De allí el título de esta entrada: a destiempo (litúrgico), que no "existencial", un sermón sobre Cristo Rey, Señor de Todo lo Creado: Pantocrator.

El Cruzamante.


Cristo Rey

Pantocrator. c. 550

por el R. P. Gustavo Podestá

ún los más jóvenes recuerdan cómo tanto en la Iglesia -a cuya cabeza se le adjudicó desproporcionadamente parte del triunfo- como en las sociedades occidentales, la caída del comunismo significó un nuevo impulso de optimismo para las alicaídas doctrinas del progreso que venían imperando desde, al menos, hacía dos siglos. De hecho dichas expectativas optimistas habían vuelto a ser alentadas tan pronto terminada la segunda guerra mundial, y habían alcanzado su mayor auge en la época de Kennedy, cuando parecía que, poco a poco, el final de la guerra fría culminaba en una especie de pacto de coexistencia -por no decir colaboración- entre un comunismo ruso que disimulaba sus aspectos más inhumanos y un occidente -y lamentablemente una parte de la Iglesia - que coqueteaba sin pudor alguno con el marxismo y el tercermundismo. Llevando, en muchos lugares, como Latinoamérica y su Teología de la Liberación , a la guerrilla más sangrienta.
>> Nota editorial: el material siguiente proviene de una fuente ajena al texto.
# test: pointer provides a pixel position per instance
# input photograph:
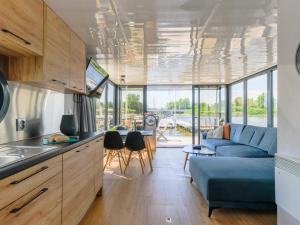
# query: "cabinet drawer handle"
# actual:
(17, 209)
(25, 178)
(15, 35)
(58, 81)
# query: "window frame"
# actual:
(270, 103)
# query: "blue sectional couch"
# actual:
(242, 174)
(245, 141)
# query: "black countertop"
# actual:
(60, 149)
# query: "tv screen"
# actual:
(96, 78)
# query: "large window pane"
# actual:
(209, 109)
(237, 103)
(100, 111)
(173, 105)
(275, 99)
(110, 105)
(223, 105)
(257, 101)
(131, 107)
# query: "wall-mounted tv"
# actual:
(96, 78)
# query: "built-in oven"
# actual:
(4, 96)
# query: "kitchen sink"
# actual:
(11, 153)
(6, 159)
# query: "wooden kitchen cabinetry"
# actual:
(82, 180)
(33, 196)
(21, 27)
(78, 184)
(98, 172)
(57, 191)
(62, 67)
(41, 206)
(56, 63)
(77, 63)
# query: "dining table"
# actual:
(146, 135)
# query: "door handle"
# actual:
(15, 35)
(17, 209)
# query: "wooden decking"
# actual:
(153, 198)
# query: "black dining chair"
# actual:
(135, 143)
(113, 143)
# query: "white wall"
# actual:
(288, 78)
(288, 91)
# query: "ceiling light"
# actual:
(131, 24)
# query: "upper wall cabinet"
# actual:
(56, 49)
(77, 63)
(21, 27)
(62, 67)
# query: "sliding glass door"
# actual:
(132, 106)
(173, 106)
(209, 109)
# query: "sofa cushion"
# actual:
(235, 132)
(234, 179)
(241, 151)
(214, 143)
(269, 141)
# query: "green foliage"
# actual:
(133, 104)
(183, 103)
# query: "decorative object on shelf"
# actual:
(68, 125)
(4, 97)
(298, 59)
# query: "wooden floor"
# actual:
(153, 198)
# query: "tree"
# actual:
(260, 101)
(133, 103)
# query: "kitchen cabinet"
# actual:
(21, 27)
(15, 186)
(56, 191)
(62, 67)
(78, 183)
(98, 164)
(77, 63)
(41, 206)
(56, 50)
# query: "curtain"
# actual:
(85, 112)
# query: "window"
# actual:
(275, 99)
(173, 106)
(237, 103)
(131, 106)
(257, 113)
(222, 105)
(101, 111)
(110, 106)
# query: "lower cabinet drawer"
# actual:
(17, 185)
(41, 206)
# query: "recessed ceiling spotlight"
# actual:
(123, 79)
(131, 24)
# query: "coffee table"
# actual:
(190, 150)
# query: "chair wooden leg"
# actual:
(108, 156)
(186, 159)
(128, 160)
(142, 157)
(149, 158)
(123, 157)
(141, 161)
(120, 162)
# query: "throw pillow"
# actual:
(226, 131)
(217, 133)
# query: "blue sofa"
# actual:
(245, 141)
(243, 177)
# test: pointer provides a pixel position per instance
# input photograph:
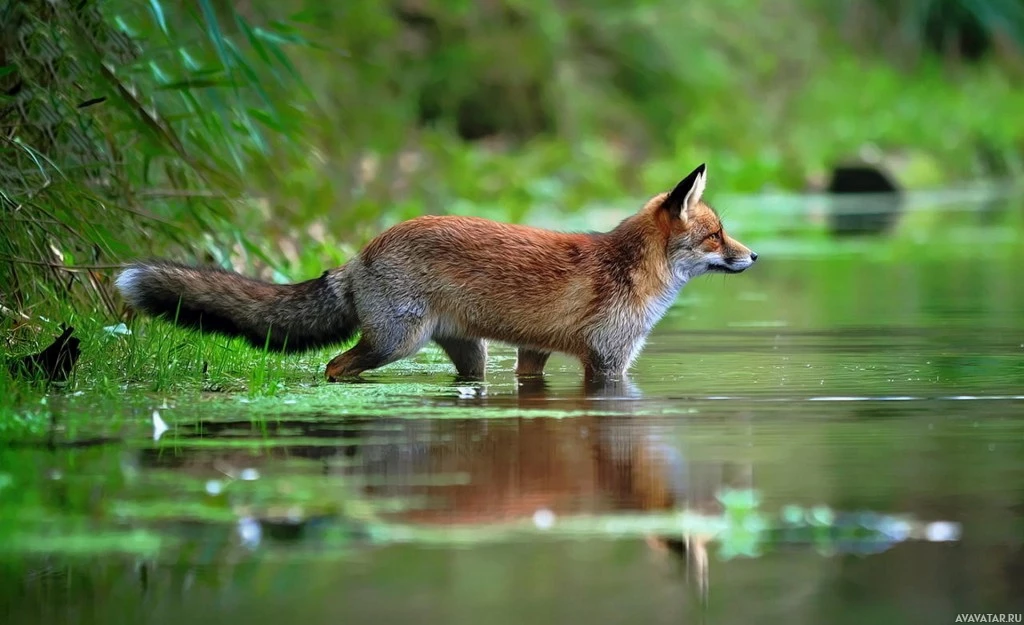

No hay que olvidar esta situación de la era de Kennedy para entender el clima de utopismo progresista que permeó todo el desarrollo del Concilio Vaticano II. Concilio que se cuidó bien de romper este clima de conciliación con ningún tipo de condena o reclamo doctrinal, no haciendo la más mínima mención al drama de los países en manos del marxismo y asimilando, en un lenguaje farragoso y poco preciso, todas las ideas fuerzas del universalismo pacifista, 'nación-unidista' y 'ecológico-socialista' de la época. Desde entonces los clérigos que se formaron en los seminarios fueron obligados a alimentarse de esa literatura conciliar, fruto de compromisos entre contrapuestas tendencias eclesiásticas y que, salvo allí donde repetían, fuera de contexto, afirmaciones del Magisterio anterior, no aportaban nada a la formación de las mentes ni de los corazones. Así hemos llegado a la predicación humanista actual, despojada de fibra y teología, que suele escucharse en nuestros púlpitos y cátedras episcopales.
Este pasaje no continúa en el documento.